23
\$\begingroup\$

This article shows that DDR4 SDRAM has approximately 8x more bandwidth DDR1 SDRAM. But the time from setting the column address to when the data is available has only decreased by 10% (13.5ns). A quick search shows that the access time of the fastest async. SRAM (18 years old) is 7ns. Why has SDRAM access time decreased so slowly? Is the reason economic, technological, or fundamental?

\$\endgroup\$
4
  • 1
    \$\begingroup\$ Could another possible reason be that it simply isn’t that necessary? \$\endgroup\$ Commented Feb 20, 2019 at 6:08
  • \$\begingroup\$ For example low access time is necessary to make search a data in the memory more faster. \$\endgroup\$
    – Arseniy
    Commented Feb 20, 2019 at 7:16
  • \$\begingroup\$ I realize that, extra speed is always nice, but coming from a software developer perspective, perhaps compared to all other IO and architecture (including microservices that can literally run on different data centers), RAM speed just isn't that much of a bottleneck anymore. Sometimes 'good enough' is good, or at least doesn't warrant the extra R&D into speeding it up. I would consider adding that as a potential reason in your question too. \$\endgroup\$ Commented Feb 20, 2019 at 7:21
  • 1
    \$\begingroup\$ According to Wikipedia DDR3-2200 has a First Word latency of 6.36 ns, that is how long it takes a signal to propagate around 3ft on FR4, I would say we are pretty close to the physical limits \$\endgroup\$
    – Mark Omo
    Commented Feb 20, 2019 at 21:23

3 Answers 3

34
\$\begingroup\$

It's because it's easier and cheaper to increase the bandwidth of the DRAM than to decrease the latency. To get the data from an open row of ram, a non trivial amount of work is necessary.

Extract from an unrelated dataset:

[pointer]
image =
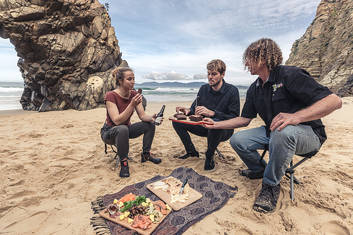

The column address needs to be decoded, the muxes selecting which lines to access need to be driven, and the data needs to move across the chip to the output buffers. This takes a little bit of time, especially given that the SDRAM chips are manufactured on a process tailored to high ram densities and not high logic speeds. To increase the bandwidth say by using DDR(1,2,3 or 4), most of the logic can be either widened or pipelined, and can operate at the same speed as in the previous generation. The only thing that needs to be faster is the I/O driver for the DDR pins.

By contrast, to decrease the latency the entire operation needs to be sped up, which is much harder. Most likely, parts of the ram would need to be made on a process similar to that for high speed CPUs, increasing the cost substantially (the high speed process is more expensive, plus each chip needs to go through 2 different processes).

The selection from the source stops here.